Wie geht das was zu kaufen ohne daß das Konto scharf geschaltet ist?



Roba schrieb:


> Der Junge habe damit auch gleich was gekauft.
> Er selbst habe nie etwas über dieses Konto bezahlt.
> Das glauben wir ihm. Nicht weil wir als Eltern dem Sohn eben alles glauben, sondern weil er einen solchen Zugriff nicht braucht und weil es auch nie Mails mit Lieferungen von Keys an ihn gegeben hat, die in dem Zeitraum liegen.
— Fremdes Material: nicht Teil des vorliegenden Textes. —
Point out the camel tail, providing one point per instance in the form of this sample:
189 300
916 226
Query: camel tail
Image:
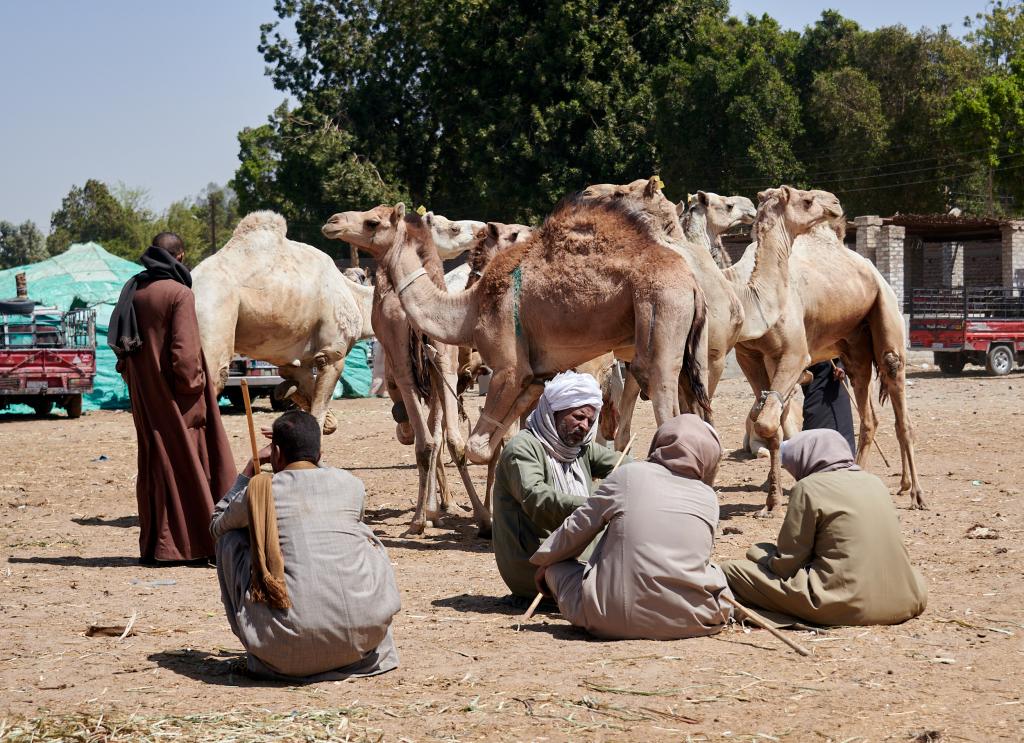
692 367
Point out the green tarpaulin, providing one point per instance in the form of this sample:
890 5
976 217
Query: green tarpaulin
85 275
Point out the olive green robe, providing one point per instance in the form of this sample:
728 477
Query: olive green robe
527 508
840 558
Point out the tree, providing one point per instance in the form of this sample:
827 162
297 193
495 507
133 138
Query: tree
20 245
492 108
302 165
92 213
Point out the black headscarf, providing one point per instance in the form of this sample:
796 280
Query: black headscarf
122 334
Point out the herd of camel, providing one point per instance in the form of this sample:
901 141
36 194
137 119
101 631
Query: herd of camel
615 273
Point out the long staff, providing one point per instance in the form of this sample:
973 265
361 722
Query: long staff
764 624
537 599
252 426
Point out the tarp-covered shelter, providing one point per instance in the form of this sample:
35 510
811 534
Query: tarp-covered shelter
84 275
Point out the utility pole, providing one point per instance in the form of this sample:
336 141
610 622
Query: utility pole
213 222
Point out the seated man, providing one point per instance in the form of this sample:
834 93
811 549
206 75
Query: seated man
650 576
308 588
840 558
545 473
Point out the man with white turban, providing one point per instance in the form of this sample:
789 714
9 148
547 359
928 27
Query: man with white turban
545 473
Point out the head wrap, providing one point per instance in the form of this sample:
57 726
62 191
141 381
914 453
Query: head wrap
687 446
122 335
819 449
566 391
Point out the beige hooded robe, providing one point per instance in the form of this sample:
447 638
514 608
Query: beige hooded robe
650 575
840 557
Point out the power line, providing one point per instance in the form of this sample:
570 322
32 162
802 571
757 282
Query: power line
919 182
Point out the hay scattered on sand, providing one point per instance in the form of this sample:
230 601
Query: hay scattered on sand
239 727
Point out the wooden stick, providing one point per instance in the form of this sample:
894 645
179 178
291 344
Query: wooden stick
764 624
252 426
537 599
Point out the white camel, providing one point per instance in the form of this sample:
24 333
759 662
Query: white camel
284 302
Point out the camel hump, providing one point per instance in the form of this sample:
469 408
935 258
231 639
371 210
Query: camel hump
261 220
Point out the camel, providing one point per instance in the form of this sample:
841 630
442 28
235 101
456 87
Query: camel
767 282
837 304
707 216
452 238
589 281
725 314
280 301
421 383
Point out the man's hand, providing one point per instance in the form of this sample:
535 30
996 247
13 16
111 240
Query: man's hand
542 585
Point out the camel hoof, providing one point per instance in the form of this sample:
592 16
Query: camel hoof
285 389
404 433
415 530
330 423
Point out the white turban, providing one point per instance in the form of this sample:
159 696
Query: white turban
570 389
565 391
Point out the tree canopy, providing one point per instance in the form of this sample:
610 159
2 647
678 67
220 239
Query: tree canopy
494 110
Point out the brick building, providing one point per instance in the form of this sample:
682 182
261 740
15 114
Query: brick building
932 251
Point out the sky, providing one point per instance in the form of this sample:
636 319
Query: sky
153 93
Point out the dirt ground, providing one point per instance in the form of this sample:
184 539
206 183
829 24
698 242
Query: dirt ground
68 560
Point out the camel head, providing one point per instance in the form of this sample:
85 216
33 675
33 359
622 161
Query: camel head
489 241
646 193
722 213
453 238
375 230
799 211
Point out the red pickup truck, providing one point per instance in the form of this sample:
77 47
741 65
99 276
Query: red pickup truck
979 325
47 357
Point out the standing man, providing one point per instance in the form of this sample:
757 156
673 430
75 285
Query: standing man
826 403
184 461
545 473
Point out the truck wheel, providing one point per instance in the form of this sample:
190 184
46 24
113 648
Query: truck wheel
999 360
74 406
282 405
950 363
233 395
42 406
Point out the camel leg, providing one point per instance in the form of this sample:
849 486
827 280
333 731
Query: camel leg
859 373
892 374
768 424
327 379
631 391
511 393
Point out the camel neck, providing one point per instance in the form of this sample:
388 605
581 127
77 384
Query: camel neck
444 317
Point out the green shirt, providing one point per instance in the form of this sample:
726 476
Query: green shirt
527 508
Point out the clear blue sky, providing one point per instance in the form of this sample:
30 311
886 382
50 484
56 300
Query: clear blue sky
152 93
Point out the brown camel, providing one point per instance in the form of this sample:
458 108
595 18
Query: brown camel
589 281
837 304
421 383
725 314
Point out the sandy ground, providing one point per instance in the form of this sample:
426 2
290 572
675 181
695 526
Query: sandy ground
68 560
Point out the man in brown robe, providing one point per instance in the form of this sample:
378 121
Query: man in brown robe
650 576
840 557
184 461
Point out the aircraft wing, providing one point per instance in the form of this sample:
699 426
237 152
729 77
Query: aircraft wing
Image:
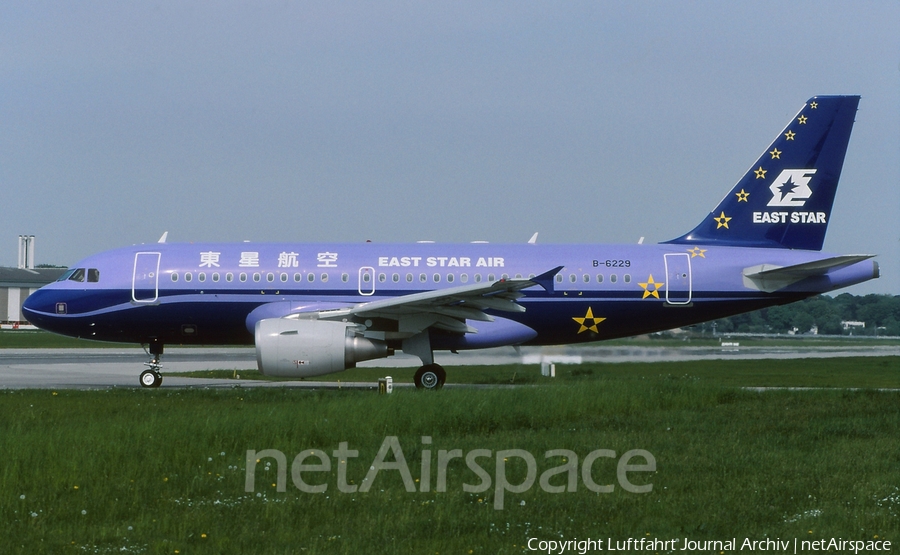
446 309
770 278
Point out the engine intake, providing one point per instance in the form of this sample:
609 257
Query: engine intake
300 348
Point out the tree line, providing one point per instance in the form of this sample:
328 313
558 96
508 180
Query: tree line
827 315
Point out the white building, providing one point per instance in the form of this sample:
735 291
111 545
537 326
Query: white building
15 286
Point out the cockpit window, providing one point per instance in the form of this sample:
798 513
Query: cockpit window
77 275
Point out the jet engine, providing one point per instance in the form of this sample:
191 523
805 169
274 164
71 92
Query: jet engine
300 348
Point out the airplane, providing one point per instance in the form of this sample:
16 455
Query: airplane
315 309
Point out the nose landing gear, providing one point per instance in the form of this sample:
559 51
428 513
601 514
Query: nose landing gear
430 376
151 376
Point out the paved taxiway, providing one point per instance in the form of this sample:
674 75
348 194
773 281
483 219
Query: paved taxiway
120 367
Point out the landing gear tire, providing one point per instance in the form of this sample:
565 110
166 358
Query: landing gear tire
149 378
430 376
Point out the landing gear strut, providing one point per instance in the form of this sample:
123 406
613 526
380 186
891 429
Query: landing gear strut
151 376
430 376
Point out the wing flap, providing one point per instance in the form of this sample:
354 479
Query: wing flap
770 277
447 309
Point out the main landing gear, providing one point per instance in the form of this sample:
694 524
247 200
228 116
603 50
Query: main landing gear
151 376
430 376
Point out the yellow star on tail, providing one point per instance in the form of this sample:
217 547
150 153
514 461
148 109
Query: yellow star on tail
589 322
647 287
722 221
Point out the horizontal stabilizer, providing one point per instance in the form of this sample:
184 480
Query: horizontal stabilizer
769 277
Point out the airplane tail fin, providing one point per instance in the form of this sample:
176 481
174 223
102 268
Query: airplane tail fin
785 199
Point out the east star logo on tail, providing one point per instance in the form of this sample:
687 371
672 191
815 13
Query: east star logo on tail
791 188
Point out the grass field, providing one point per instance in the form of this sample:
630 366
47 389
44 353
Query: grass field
164 471
34 339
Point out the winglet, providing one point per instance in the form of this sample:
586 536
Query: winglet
546 279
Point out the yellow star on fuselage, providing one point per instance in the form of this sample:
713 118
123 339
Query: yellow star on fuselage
722 221
589 322
650 283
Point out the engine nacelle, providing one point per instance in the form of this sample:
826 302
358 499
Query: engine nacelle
300 348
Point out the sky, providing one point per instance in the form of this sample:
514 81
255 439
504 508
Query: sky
588 122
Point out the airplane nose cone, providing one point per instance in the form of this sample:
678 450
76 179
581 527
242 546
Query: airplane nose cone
39 308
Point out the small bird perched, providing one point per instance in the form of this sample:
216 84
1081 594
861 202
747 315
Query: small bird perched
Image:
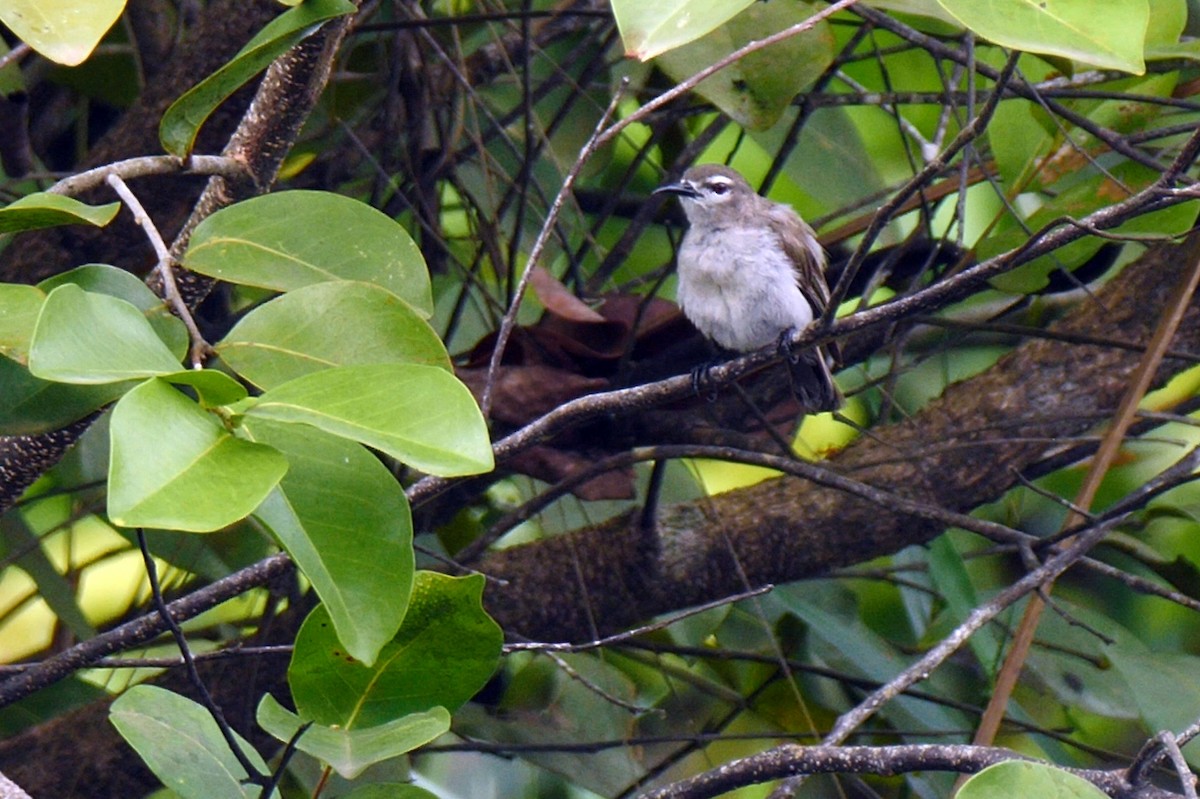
751 271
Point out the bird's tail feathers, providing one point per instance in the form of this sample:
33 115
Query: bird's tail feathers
813 382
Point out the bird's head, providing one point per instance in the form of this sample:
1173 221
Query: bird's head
709 192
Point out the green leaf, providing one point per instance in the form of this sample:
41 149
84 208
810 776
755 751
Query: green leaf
351 751
181 744
19 306
346 523
757 89
173 466
329 324
649 29
30 406
65 31
846 642
1163 685
102 278
213 388
268 241
1024 779
183 120
42 210
89 338
444 653
1107 35
389 791
420 415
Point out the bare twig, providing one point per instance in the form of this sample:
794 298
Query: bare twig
252 773
199 348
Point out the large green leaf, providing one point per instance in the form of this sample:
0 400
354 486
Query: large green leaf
65 31
43 210
649 29
30 406
102 278
444 653
1109 35
181 744
89 338
349 751
269 241
755 90
185 116
1021 779
329 324
173 466
420 415
346 523
19 306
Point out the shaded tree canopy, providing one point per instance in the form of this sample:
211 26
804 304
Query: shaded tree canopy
447 402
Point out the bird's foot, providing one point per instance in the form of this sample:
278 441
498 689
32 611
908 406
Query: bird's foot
702 382
785 346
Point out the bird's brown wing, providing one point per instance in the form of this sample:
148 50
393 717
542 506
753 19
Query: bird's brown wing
802 246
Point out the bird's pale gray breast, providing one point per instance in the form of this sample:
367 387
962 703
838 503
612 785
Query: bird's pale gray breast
738 286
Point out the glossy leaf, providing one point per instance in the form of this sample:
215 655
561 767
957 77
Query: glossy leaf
649 29
90 338
30 406
420 415
346 523
183 120
19 306
1023 779
445 650
173 466
211 386
268 241
181 744
351 751
65 31
102 278
389 791
43 210
1107 35
329 324
757 89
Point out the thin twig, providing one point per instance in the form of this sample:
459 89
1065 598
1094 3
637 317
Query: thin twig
547 227
199 348
628 635
252 774
145 166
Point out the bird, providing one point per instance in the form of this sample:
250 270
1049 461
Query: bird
751 272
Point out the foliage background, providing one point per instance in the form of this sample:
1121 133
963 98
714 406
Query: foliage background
985 359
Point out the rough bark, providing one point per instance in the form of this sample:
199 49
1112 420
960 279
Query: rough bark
960 451
963 450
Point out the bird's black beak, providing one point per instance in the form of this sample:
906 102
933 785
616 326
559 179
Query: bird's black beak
681 188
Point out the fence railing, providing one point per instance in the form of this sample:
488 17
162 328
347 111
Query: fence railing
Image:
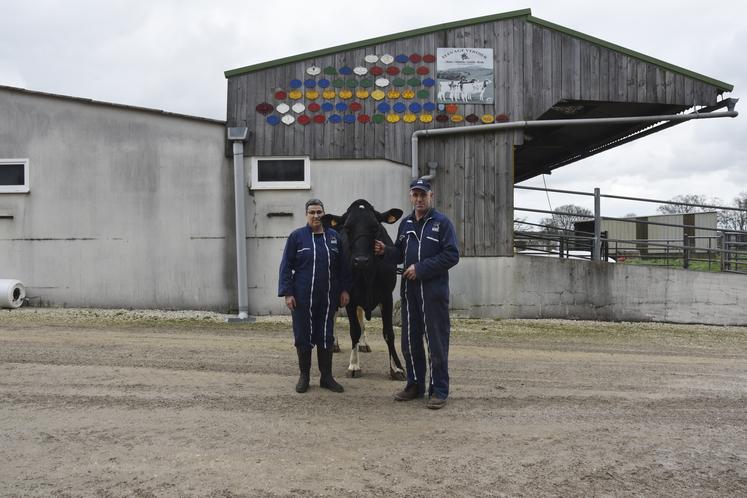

Das sollte sich doch nachvollziehen lassen WER wann Mails von WEM bekommen hat



Roba schrieb:


> Monate später forderte mein Sohn bei dem Jungen für den Austausch irgendwelcher Apps und eines Launchers eine Zahlung an, die kam auch.


D.h. Kumpel konnte eigenständig irgendwo im Netz bestellen und das von Jr. auf Kumpelnamen eröffnete Paypal-Konto belasten das wiederum das Girokonto (von wem) belastet hat?



Roba schrieb:


> Doch der Junge meldete sich sofort und fragte, ob man das rückgängig machen könne.
> Er habe Ärger bekommen.
> Er würde lieber bar zahlen.
> Also schickte mein Sohn das Geld wieder zurück.


Ärger mit wem? Und wieso soll Jr. eine Bestellung von Kumpel rückgängig machen (können)
Der Punkt hier kommt mir sehr dubios vor



Roba schrieb:


> Die riet uns, die Polizei darauf aufmerksam zu machen, daß der Junge wohl einen Bestätigungscode vom Kontoauszug weitergeben haben dürfte. Jedenfalls wenn es um einen so langen Zeitraum gehe.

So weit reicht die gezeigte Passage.